1634 – The Galileo Affair by Eric Flint & Andrew Dennis. Part four. Chapter 29, 30, 31, 32

“Persuasive?” Stoner chuckled. He had gone in to see Mike Stearns about maybe writing some stuff up to go to the doctors in Venice and Padua and Florence and so on, and maybe make himself available to do seminars and classes for visiting alchemists who wanted to raise their game. If he had time, he’d thought, he might volunteer to train some folks up to teach basic chemistry of some kind. Pay forward a little, he’d thought.

When he came out, he’d agreed—he wasn’t quite sure how, but he was certain he had agreed—to learn Italian, decamp his family to Venice for a year, give lectures until his throat was dry and his feet hurt to, as it turned out, chemists and doctors and alchemists and natural philosophers and heaven only knew what else from all over Europe who wanted to hear the new learning from Grantville but thought Venice was a much less chancy prospect for a working vacation than Germany in wartime. They had heard some alarming stories about Croats, it seemed.

Not that Stoner was complaining after the event, of course, what with Venice being a nice town and some of the professors being great guys. But Benjamin was still talking.

“—and so the underwriting and market-making rules proved to be good innovations, and the most widely practiced. Here and at the Antwerp Bourse they have been making daily quotes in this way for nearly six months now. It remains only to persuade the Wisselbank at Antwerp to issue proper banknotes instead of just deposit certificates, although with the manner of their recent move they can hardly be blamed for feeling inclined to conservatism.”

“Eh? What about our greenbacks?” Stoner frowned. He actually liked those notes, not least because making the fast green ink was a good, solid government contract and they’d actually gone with his joke of putting Johnny Cash on the twenty-dollar bill. Hopefully that’d make people take the stuff less seriously, although he’d had long and bitter experience of how that kind of dream usually turned out.

“Keep up, Stoner,” said Sharon. “We don’t spend those outside the USE, we buy them. Because of the exchange rate it’s cheaper to borrow Wissel notes. They’re as good as bullion and everyone knows that. They absolutely do not issue notes for silver they don’t have, and their letters of credit are watertight. We spend greenbacks where they will buy the most.”

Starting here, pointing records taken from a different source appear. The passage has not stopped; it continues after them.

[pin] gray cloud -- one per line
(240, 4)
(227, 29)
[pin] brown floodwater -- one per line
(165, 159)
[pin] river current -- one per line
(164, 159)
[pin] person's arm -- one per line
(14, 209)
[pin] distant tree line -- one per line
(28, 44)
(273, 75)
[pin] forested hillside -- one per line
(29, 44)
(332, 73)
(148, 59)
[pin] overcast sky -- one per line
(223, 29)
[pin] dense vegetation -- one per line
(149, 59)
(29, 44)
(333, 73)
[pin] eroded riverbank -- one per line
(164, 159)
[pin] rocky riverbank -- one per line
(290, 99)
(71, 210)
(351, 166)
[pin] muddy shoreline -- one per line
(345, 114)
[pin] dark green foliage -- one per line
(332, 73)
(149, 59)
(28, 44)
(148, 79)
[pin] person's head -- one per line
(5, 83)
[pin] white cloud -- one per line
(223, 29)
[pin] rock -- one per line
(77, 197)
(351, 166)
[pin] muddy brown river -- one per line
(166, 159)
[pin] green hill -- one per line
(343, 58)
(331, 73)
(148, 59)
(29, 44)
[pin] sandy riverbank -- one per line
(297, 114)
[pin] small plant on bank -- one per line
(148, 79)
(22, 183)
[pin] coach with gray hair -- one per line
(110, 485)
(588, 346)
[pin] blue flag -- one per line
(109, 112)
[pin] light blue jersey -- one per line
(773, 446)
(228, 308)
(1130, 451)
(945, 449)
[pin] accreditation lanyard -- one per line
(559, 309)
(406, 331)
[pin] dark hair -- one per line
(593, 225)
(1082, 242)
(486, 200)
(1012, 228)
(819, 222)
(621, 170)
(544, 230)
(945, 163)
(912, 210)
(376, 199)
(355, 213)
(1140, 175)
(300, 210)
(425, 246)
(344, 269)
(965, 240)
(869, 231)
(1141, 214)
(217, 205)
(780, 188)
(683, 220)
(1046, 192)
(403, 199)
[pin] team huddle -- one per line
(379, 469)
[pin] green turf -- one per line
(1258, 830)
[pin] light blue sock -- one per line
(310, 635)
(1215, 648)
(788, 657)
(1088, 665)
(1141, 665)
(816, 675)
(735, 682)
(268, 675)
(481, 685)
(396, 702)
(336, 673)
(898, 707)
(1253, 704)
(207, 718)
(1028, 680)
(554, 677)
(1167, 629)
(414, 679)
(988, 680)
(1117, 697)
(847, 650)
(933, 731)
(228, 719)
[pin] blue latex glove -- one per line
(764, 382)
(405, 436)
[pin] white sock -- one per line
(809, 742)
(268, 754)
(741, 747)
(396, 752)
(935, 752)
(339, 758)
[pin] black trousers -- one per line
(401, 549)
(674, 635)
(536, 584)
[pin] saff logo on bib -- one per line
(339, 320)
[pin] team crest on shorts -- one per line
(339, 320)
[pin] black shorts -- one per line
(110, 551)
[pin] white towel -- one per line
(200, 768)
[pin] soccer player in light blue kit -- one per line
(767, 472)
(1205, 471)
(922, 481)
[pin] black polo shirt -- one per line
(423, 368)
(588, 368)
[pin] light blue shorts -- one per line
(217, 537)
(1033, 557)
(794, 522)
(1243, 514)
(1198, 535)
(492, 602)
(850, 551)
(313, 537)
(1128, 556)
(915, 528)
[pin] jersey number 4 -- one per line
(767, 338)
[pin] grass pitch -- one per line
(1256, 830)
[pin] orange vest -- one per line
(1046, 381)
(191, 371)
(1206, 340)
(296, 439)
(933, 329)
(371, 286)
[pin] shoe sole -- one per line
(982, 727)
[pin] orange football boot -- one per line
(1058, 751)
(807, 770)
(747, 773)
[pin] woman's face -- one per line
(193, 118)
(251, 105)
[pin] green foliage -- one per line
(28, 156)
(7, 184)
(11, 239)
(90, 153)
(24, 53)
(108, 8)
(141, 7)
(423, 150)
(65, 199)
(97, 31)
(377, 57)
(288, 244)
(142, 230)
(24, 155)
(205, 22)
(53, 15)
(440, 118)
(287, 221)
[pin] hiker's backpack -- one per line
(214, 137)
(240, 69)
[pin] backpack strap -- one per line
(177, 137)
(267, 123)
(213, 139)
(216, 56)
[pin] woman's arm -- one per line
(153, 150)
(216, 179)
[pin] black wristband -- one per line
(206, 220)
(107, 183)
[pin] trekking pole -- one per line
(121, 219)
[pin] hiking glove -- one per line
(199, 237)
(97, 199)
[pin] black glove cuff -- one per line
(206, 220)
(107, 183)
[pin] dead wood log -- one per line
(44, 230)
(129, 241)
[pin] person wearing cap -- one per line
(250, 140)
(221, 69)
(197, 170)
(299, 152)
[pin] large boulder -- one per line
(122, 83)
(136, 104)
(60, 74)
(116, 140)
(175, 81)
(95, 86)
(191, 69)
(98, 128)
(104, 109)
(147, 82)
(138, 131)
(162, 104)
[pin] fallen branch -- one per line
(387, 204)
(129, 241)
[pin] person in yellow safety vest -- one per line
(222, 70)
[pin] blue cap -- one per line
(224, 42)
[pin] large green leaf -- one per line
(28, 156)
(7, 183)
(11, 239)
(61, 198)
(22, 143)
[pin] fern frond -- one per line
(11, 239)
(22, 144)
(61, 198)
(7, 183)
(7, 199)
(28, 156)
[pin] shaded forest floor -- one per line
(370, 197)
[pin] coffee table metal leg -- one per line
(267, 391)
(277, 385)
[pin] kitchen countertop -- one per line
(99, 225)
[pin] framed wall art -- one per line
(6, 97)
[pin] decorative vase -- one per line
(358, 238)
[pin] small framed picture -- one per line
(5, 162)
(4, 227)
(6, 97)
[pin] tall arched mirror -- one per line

“Then what’s the problem?” Stoner had an awful feeling that he was going to get an answer.

Benjamin saw his chance. “This is about a marvelous concept you had up-time called the money supply. You see, deposit certificates and bills for title to specie are well known in these times. Since Sweden uses those foolish copper plates for money, they must perforce use notes or spend more in carting their money around than it is worth. Now, if we can persuade the Wisselbank to go over to a fidu—”

Stoner straightened up. Time, he felt, to put into practice a little of that business management stuff he’d read about and mostly laughed at. Decisive, that was the key.

“I think I’ve heard enough,” he said. “Benjamin, have we broken any laws?”

“No, signor,” said Benjamin, plainly taken aback.

“Good. Sharon, is all the stuff we’re doing going to, you know, help people get medicines and stuff?”

“Yes, Stoner.”

He nodded and resolved that he would discuss the assorted warlike uses of zinc with her later.

He turned to Magda. “Magda, I think I’ve signed everything. Would you come for a walk with me?”

Magda grinned and practically skipped to his side as he stepped around the table toward the door.

Once outside it, he dropped from the straight-backed, square-shouldered, chin-lifted pose he’d struck. “Man, that is so, so, not where I’m at,” he sighed in relief.

Magda nuzzled up to him. “But, Tom, mein schatz, see how it is you can be a tough and purposeful man of affairs?”

“Sure,” he drawled, “I just don’t want to make a habit of it, okay?”

“Just from time to time,” she said, squeezing him a little harder.

“All right. Except I think tonight we should rent a boat and get some wine and go out on the lagoon in the spring moonlight, and maybe smoke a little. You know, stars, moonlight, rippling water. Because otherwise I’m going to get a haircut and start acting serious and probably get a regular job. Or something.”